# Inset Effekt und plastische Kanten



## Almjodler (28. Juni 2003)

Hallo,
wie mache ich in Photoshop plastische Kanten und/oder Inset Effekte (wie auch immer das genannt wird) wie auf http://www.schroet.de (in der Navigationsleiste Links) zu finden sind?

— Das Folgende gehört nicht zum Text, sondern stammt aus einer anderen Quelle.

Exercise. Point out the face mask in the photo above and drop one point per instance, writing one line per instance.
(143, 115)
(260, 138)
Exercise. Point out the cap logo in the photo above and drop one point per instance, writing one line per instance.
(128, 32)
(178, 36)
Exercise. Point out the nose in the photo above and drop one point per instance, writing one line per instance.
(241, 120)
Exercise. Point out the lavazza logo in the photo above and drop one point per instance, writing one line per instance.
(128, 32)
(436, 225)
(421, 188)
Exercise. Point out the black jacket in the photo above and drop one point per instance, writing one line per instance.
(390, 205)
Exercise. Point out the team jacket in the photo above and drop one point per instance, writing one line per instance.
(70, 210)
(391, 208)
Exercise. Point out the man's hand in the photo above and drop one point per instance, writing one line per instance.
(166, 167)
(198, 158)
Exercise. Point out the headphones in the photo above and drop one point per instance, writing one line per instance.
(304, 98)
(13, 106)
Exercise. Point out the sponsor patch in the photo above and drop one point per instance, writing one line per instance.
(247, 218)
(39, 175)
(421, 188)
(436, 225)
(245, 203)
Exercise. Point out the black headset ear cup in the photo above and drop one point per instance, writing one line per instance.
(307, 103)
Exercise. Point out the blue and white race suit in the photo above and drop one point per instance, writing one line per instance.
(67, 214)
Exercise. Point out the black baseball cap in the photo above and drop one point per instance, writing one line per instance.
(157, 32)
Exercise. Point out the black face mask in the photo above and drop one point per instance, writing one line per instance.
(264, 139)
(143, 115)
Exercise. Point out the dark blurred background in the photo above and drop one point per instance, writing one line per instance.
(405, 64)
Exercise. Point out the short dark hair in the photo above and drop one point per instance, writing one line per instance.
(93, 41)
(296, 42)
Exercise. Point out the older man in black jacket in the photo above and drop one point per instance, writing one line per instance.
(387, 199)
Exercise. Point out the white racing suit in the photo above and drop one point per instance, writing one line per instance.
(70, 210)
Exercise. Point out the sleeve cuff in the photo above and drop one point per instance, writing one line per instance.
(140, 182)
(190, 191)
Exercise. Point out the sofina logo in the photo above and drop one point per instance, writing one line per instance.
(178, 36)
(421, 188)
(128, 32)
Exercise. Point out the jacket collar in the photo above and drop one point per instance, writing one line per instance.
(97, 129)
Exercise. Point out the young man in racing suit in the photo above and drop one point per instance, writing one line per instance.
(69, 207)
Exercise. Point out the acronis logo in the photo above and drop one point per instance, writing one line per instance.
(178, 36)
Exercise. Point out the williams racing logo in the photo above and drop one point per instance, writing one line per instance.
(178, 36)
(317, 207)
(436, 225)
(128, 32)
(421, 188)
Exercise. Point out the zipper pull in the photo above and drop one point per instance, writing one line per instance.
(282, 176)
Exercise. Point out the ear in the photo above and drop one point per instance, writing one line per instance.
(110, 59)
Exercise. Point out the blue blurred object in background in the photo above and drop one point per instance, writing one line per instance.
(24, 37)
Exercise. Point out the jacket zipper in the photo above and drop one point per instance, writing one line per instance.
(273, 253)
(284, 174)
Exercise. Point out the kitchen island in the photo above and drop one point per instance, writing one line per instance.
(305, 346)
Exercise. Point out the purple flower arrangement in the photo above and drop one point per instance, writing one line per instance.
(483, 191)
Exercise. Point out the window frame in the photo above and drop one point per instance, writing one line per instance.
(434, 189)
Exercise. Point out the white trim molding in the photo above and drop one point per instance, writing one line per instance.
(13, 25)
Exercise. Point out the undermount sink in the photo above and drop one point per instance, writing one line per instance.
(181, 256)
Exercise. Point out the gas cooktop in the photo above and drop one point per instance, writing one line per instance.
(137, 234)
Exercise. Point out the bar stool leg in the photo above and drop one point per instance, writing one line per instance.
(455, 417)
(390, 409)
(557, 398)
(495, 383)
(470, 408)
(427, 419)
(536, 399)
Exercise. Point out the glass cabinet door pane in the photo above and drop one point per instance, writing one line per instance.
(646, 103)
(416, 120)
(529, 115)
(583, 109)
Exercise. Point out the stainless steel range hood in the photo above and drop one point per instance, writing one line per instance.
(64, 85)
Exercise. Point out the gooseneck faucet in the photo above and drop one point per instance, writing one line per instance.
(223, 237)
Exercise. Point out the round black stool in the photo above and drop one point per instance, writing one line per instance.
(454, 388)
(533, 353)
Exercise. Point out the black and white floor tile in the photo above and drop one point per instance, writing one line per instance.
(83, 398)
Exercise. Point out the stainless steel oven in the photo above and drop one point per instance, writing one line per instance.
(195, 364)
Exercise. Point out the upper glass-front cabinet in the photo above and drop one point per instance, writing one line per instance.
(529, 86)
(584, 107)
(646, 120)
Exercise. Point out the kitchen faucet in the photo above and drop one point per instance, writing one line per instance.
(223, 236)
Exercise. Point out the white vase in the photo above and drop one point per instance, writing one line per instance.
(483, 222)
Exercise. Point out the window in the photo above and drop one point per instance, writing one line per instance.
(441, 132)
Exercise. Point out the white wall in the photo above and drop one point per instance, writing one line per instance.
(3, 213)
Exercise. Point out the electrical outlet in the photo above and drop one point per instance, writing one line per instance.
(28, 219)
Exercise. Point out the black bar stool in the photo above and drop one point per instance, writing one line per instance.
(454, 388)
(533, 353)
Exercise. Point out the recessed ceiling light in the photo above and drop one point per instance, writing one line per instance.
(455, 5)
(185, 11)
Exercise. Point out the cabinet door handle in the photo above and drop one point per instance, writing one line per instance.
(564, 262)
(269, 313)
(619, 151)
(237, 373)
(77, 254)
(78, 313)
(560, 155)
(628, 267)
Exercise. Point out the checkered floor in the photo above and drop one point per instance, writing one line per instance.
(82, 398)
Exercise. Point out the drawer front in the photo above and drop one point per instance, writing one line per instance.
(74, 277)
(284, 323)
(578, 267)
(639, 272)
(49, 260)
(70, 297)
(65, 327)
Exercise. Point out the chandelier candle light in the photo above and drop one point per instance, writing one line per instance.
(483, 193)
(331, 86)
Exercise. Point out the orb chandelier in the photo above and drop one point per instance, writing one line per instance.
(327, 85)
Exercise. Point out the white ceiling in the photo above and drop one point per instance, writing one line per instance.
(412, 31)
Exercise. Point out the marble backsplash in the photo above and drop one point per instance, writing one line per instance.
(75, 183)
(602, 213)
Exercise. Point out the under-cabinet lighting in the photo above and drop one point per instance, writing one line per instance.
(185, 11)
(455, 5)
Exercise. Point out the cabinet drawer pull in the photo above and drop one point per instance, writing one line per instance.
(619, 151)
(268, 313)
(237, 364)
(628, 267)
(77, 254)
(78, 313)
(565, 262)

Ich glaube da gab's auch mal ein gute Tutorial, kennt jemand den Link?

Vielen Dank,
mfg
Almjodler


----------



## Thomas Lindner (28. Juni 2003)

Ersteinmal einen Beriech erstellen das die "Insets" enthalten soll

Dann in dem Bereich wo das "Inset" sein soll eine Auswahl erstellen

Menü: Ebene -> Neue Ebene -> Ebene durch Auschneiden

Auf der neuen (ausgeschnittenen) Ebene Ebenenstil : Abgeflachte Kante und Relief
(Einstellung: Relief an allen Kanten)

Mit den Werten rumprobieren!!!

(Zusatz: die neuen aussgeschnittenen Ebenen verkleinern um 1px und eine neue Ebene zuunterst einfügen und diese Schwarz füllen)


----------



## killkrog (28. Juni 2003)

Hier werden sie geholfen!


----------



## eDreamer (28. Juni 2003)

Und hier auch ist zwar etwas umständlicher ... aber das Resutat kann sich sehen lassen.


----------



## Almjodler (29. Juni 2003)

Vielen Dank euch allen, genau das was ich gesucht habe


----------